In summary, the concentration of an intraventricularly injected HSA in the CSF, plasma, and lymph compartments was used in conjunction with mass balance equations to estimate and compare the volumetric CSF clearance through arachnoid villi and extracranial lymphatics in adult sheep. We demonstrated that, on average, 40–48% of all CSF drained was removed by extracranial lymphatic vessels.

Perspectives

Despite the fact that a physiological relationship between CNS extracellular fluid, CSF, and extracranial lymph has been known for many years, it has been assumed that lymphatic vessels have little role in volumetric CSF clearance.
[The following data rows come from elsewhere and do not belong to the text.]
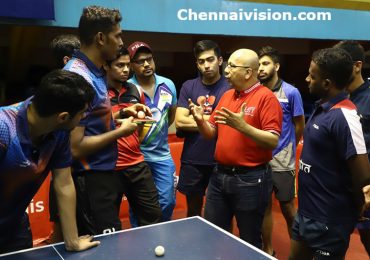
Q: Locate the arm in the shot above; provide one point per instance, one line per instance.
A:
(66, 199)
(171, 115)
(263, 138)
(132, 111)
(205, 129)
(185, 121)
(298, 122)
(360, 173)
(82, 146)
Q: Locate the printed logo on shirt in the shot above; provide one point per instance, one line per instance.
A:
(322, 252)
(249, 111)
(304, 166)
(206, 102)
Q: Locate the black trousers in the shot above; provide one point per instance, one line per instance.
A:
(138, 185)
(98, 201)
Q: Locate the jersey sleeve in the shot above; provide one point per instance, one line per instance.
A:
(184, 96)
(271, 115)
(297, 104)
(4, 139)
(347, 131)
(172, 87)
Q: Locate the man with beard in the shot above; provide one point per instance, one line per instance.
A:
(334, 173)
(134, 173)
(93, 141)
(283, 161)
(160, 97)
(197, 158)
(34, 140)
(359, 94)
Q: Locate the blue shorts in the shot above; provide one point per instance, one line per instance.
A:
(326, 241)
(194, 178)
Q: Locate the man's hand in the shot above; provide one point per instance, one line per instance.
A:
(128, 126)
(132, 111)
(83, 243)
(234, 120)
(196, 111)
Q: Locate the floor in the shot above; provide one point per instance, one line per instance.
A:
(280, 238)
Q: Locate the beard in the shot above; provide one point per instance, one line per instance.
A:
(266, 79)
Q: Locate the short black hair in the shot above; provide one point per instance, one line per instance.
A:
(354, 48)
(206, 45)
(62, 91)
(64, 45)
(122, 52)
(271, 52)
(96, 19)
(334, 64)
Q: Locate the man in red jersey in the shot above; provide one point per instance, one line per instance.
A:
(247, 123)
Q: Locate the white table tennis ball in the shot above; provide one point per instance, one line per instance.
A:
(159, 251)
(140, 114)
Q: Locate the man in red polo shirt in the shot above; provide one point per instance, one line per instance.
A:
(247, 123)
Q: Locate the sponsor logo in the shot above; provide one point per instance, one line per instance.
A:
(249, 111)
(35, 207)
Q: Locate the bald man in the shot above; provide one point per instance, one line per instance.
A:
(247, 124)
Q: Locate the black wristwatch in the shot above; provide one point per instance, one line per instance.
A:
(122, 113)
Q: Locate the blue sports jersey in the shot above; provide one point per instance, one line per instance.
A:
(98, 119)
(198, 150)
(154, 144)
(361, 98)
(24, 167)
(332, 135)
(292, 106)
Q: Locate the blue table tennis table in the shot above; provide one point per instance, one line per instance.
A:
(191, 239)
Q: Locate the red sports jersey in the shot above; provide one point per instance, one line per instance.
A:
(129, 152)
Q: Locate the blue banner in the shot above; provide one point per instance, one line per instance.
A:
(223, 17)
(31, 9)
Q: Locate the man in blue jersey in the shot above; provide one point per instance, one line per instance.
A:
(359, 94)
(197, 158)
(283, 162)
(160, 97)
(63, 46)
(34, 139)
(334, 171)
(93, 141)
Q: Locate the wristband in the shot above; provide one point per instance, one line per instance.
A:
(122, 113)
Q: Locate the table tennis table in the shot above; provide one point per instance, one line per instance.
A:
(190, 238)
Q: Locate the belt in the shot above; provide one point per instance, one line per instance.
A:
(228, 169)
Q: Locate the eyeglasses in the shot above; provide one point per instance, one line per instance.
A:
(209, 60)
(232, 66)
(142, 61)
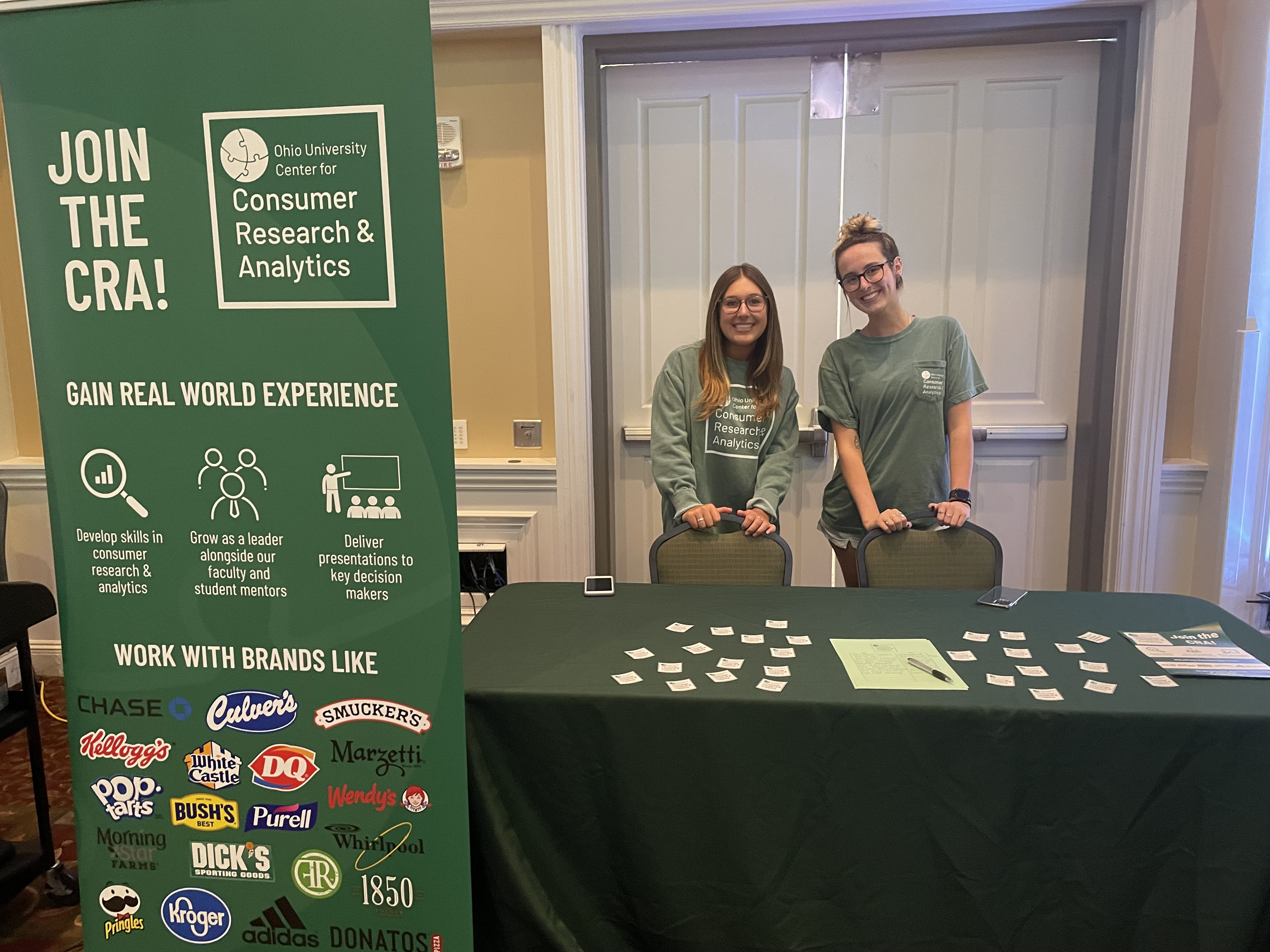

This view is no longer tenable. The data in this report for the first time demonstrate that extracranial lymphatics in sheep remove nearly one-half of all CSF absorbed and, as a consequence, must be considered to participate in normal CNS fluid balance regulation. What is more remarkable is that, if anything, the lymphatic contribution may be underestimated. Given that it is very difficult to cannulate and even identify all retropharyngeal-cervical lymphatic vessels and that the role of the right lymph duct is unknown, it is possible that CSF absorption into lymphatics may be considerably greater. The results from this study have important implications. First, several pathophysiological states are characterized by elevated CSF outflow resistance, leading to increased intracranial pressure. In some cases, it has been assumed that the fault may lie at the level of arachnoid villi but consideration must now be given to the possibility that impaired lymphatic clearance may perturb normal intracranial pressure-volume relationships. Second, as other investigators have proposed, extracranial lymphatics may provide a link between the brain and the immune system (9). Many lymph nodes are located along lymphatic CSF drainage pathways (3), and these direct connections between the CNS and lymphoid tissue could have important neuroimmunological implications.